Bangalore, Sept. 4: A set of new “ATMs” near Bangalore has created a splash. And no one blames D.K. Shivkumar for cashing in.

For the “ATMs” dispense not money, but pure drinking water, at Re 1 for 10 litres, in a project conceived by Congress MLA Shivkumar in his Kanakapura constituency.

While other politicians often dish out cheap food in the belief that the way to voters’ hearts is through their stomachs, Shivkumar seems to reckon it is through their kitchens.

“I had campaigned with the slogan ‘If our PM and ministers can drink bottled water, why not the villagers?’ But to meet that objective, we had to work very hard.
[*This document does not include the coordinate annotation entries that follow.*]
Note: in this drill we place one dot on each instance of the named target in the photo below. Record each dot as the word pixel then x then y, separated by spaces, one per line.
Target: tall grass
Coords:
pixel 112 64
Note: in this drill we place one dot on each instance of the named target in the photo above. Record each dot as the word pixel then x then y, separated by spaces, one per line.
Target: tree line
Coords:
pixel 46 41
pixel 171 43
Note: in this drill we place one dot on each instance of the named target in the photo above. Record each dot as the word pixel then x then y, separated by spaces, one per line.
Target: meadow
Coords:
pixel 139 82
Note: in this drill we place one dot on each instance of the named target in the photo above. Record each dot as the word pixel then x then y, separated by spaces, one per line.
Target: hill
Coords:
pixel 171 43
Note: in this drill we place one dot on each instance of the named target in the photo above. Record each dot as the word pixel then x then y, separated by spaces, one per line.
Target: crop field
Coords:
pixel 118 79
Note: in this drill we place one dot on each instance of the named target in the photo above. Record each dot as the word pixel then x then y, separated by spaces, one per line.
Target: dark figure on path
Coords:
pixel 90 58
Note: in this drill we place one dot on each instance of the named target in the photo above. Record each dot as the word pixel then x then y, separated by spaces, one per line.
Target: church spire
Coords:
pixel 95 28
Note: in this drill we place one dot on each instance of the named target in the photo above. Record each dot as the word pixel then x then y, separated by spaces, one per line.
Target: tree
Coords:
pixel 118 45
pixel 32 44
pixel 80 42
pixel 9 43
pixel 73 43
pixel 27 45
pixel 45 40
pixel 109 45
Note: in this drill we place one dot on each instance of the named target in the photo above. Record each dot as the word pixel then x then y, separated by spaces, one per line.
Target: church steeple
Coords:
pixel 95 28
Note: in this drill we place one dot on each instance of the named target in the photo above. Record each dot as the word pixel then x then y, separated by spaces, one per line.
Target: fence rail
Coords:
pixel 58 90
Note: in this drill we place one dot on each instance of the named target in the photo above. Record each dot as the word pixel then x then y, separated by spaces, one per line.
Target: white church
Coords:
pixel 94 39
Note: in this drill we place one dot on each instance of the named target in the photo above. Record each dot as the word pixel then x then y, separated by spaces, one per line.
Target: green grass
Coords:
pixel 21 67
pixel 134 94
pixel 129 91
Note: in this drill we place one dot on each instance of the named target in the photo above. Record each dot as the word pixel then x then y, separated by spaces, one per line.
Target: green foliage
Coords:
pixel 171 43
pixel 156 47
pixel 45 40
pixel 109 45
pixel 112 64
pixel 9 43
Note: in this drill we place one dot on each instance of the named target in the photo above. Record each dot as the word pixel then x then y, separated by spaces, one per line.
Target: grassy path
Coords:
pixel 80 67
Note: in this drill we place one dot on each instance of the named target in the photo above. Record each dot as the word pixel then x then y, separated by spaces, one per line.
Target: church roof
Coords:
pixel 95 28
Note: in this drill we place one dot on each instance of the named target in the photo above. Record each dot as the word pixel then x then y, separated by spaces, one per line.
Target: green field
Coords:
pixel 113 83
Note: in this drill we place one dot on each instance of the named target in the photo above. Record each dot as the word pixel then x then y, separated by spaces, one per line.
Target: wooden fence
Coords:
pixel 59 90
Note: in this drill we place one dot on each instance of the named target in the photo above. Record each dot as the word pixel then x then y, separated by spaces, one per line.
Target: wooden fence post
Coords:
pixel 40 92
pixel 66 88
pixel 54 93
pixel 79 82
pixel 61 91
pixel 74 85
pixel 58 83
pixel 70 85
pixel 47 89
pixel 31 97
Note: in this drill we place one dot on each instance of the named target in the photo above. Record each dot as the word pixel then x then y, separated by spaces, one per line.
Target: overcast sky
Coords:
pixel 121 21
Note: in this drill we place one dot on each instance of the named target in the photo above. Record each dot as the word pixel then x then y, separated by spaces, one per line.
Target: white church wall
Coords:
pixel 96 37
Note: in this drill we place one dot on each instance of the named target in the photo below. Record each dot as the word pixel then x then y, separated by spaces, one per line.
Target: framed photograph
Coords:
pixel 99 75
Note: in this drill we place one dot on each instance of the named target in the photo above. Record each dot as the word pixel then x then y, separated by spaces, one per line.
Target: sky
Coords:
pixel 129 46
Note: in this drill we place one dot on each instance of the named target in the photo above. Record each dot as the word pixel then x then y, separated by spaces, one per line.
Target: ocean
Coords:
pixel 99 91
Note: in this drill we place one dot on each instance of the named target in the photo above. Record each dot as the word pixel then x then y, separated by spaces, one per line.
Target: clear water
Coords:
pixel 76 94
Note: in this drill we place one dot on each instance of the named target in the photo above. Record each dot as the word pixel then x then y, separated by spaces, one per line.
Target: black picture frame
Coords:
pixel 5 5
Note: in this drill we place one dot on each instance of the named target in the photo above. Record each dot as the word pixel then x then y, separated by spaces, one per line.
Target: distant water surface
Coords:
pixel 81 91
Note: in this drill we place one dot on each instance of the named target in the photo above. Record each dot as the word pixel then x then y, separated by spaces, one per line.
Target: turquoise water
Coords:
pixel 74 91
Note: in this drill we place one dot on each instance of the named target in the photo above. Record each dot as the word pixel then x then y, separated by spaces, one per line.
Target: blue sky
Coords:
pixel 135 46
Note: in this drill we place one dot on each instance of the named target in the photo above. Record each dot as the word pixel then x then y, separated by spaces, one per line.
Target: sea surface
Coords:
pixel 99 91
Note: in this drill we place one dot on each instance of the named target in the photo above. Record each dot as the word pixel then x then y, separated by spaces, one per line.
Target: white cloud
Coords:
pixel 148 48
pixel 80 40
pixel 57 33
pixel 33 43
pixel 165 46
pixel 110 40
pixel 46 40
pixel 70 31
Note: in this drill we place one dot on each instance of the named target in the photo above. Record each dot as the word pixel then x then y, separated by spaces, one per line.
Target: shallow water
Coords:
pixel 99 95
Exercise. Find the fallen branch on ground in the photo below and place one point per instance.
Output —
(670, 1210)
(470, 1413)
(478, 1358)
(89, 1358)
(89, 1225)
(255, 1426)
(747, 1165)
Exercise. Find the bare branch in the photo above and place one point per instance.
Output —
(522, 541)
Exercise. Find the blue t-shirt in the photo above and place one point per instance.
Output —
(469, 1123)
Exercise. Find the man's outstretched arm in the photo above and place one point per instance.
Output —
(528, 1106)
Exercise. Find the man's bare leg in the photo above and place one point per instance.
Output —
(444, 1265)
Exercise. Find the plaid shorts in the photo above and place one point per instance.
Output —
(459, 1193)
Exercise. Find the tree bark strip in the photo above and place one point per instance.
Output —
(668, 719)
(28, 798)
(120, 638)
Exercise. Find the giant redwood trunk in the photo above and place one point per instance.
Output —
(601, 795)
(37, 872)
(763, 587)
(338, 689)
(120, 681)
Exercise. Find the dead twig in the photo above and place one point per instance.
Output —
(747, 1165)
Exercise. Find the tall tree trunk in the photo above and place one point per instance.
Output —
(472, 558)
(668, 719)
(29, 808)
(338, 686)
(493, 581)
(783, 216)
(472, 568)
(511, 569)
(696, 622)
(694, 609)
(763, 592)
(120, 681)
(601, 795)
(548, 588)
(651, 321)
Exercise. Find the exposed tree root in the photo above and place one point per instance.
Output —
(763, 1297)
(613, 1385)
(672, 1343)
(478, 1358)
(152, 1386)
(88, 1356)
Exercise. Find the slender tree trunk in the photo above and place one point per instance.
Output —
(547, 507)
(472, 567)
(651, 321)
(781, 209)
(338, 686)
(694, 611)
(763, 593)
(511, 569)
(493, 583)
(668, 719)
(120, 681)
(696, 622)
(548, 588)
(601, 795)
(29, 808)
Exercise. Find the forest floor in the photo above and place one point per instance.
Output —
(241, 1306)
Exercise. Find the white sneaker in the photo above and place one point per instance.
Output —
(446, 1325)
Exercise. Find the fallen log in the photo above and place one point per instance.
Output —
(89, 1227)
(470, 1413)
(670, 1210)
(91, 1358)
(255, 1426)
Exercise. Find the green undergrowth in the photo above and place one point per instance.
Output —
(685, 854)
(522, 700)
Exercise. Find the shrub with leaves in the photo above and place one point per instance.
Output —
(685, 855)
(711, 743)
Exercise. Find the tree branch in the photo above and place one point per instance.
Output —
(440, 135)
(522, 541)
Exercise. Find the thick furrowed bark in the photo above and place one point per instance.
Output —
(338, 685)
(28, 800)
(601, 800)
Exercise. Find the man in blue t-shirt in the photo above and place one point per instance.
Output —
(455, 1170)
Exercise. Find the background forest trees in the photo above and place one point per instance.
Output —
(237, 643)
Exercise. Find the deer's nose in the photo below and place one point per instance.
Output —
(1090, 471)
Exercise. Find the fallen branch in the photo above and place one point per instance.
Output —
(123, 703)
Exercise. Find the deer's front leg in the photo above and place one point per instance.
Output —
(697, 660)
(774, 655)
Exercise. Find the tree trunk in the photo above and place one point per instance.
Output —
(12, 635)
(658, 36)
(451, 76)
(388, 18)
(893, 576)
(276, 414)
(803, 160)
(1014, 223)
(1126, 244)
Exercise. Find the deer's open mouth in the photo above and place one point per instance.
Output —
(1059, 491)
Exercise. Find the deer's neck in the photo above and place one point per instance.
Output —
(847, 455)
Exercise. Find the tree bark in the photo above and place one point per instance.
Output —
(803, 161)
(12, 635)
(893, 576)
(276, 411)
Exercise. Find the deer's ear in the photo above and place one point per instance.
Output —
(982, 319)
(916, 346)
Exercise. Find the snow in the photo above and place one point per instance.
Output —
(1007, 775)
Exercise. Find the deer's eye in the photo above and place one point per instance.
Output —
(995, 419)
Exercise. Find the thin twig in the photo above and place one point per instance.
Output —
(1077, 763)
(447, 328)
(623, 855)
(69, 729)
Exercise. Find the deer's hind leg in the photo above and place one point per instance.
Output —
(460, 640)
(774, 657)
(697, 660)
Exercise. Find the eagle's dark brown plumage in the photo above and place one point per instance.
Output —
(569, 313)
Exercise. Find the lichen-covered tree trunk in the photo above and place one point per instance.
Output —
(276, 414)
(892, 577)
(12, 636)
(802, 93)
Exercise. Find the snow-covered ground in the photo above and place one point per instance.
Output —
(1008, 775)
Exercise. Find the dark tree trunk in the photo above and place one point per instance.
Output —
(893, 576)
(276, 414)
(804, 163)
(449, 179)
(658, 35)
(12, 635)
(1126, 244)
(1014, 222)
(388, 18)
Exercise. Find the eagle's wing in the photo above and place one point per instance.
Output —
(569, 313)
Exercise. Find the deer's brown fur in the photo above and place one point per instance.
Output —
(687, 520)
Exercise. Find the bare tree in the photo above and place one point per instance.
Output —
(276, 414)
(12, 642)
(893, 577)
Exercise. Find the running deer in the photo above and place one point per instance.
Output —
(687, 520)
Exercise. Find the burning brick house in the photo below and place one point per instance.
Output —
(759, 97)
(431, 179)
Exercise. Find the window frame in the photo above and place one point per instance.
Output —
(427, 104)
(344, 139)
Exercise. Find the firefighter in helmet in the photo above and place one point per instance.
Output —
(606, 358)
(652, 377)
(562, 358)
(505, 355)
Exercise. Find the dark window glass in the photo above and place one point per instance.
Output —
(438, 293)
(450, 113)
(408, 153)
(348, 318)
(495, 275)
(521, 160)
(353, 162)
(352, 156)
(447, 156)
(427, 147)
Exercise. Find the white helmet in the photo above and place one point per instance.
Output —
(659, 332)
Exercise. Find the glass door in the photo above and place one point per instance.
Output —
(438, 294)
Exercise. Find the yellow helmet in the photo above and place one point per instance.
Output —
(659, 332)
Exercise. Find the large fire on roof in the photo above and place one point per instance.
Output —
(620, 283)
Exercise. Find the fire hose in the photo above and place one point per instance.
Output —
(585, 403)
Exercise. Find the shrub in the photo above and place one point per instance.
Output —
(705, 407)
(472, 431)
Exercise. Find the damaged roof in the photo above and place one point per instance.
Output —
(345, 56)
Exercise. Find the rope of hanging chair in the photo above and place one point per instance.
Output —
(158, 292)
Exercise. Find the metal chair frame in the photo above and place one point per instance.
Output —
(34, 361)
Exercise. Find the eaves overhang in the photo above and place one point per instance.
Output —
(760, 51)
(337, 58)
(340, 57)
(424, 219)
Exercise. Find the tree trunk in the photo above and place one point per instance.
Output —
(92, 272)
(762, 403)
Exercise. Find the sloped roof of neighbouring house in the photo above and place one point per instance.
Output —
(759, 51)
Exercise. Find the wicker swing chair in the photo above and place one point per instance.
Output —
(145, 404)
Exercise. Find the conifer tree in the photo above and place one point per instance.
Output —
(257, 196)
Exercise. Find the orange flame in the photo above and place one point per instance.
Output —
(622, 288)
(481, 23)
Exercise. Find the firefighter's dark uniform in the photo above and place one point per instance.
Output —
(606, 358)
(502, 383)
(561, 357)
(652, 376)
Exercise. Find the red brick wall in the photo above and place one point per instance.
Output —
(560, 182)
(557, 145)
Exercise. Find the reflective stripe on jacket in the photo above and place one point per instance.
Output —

It’s one of the projects of the charitable trust I run to reach out to the people by fulfilling the promises I had made,” said Shivkumar, referring to the chain of 20 “water ATMs”.

His DKS Charitable Institution Trust undertook the project a few months before the Assembly polls this May. It now has water kiosks — each costs between Rs 12 and Rs 15 lakh and is equipped with a treatment unit — dotting the constituency on the outskirts of Bangalore.

The kiosks resemble the Mother Dairy outlets. Only in Kanakapura, one gets 10 litres of water for every rupee coin dropped. “More such kiosks are planned. Our aim is to have 33 within a short time,” said Shivkumar.

Shivkumar also dipped into his MLA local area development fund of Rs 1 crore annually for the project, besides his charitable organisation.

His Congress colleagues pitched in. That included former chief minister S.M. Krishna (Rs 25 lakh) and Union minority affairs minister K. Rahman Khan (Rs 10 lakh).

The Congress government has not envisaged such a plan, but Shivkumar had a model to look up to. Senior party leader and state minister H.K. Patil had opened a few such plants four years ago in Gadag, his constituency in the state’s north.

“We replicated the project of H.K. Patil but improved it vastly by giving a clean look to the kiosks,” said S. Chinnaraj, secretary of Shivkumar’s charitable trust.

The 20x20ft kiosks, some on panchayat land and others on plots owned by the MLA himself, sport glazed tiles and vitrified tiled floors. “We added the features to make things cleaner and maintain high standards of hygiene,” said Chinnaraj, who supervises the water project that pumps out around 2,000 litres a day.

If the litres have quenched thirsts, they also appear to have watered the poll ground for Shivkumar and his relatives. His younger brother D.K. Suresh won by 1.3 lakh votes in the Bangalore Rural Lok Sabha — of which Kanakapura is a part — in a bypoll last month.

The margin surprised many in his party. Bangalore Rural had been a Janata Dal (Secular) bastion, held by party veteran and former chief minister H.D. Kumaraswamy who quit the seat to contest the Assembly polls. Suresh trounced Kumaraswamy’s wife Anitha.

“I’m sure such projects will get the support of common people, who struggle to get their basic needs fulfilled,” said Chinnaraj. More kiosks are in the pipeline. “We are planning to take the total number of water outlets to 100 by covering nearby areas.”

Government agencies have supported the plan. “Panchayats give land, welcome such projects and allow us to use community tube wells to draw water,” said Chinnaraj.

The beneficiaries are relieved. “We don’t mind paying one rupee for clean water,” said Puttanna Gowda, a tea-stall owner.

“Politicians usually make big promises. But we are interested in small things like a glass of clean water. Since I run a teashop, it helps that I get clean water,” Gowda added.

Women are among those greatly impressed. “Over the past few months, I’ve been getting clean water and it shows on the health on my children who earlier drank foul water,” said Nagaratnamma, a mother of four.

Even passers-by and auto-drivers are gushing in praise. “We need a lot of water to drink as we are out all day. Bottled water costs between Rs 15 to 20 (for a litre). Now I fill water in a bottle (from one of the kiosks) and carry it with me,” said Nagaraj Hulimavu, who shuttles around Kanakapura in his three-wheeler.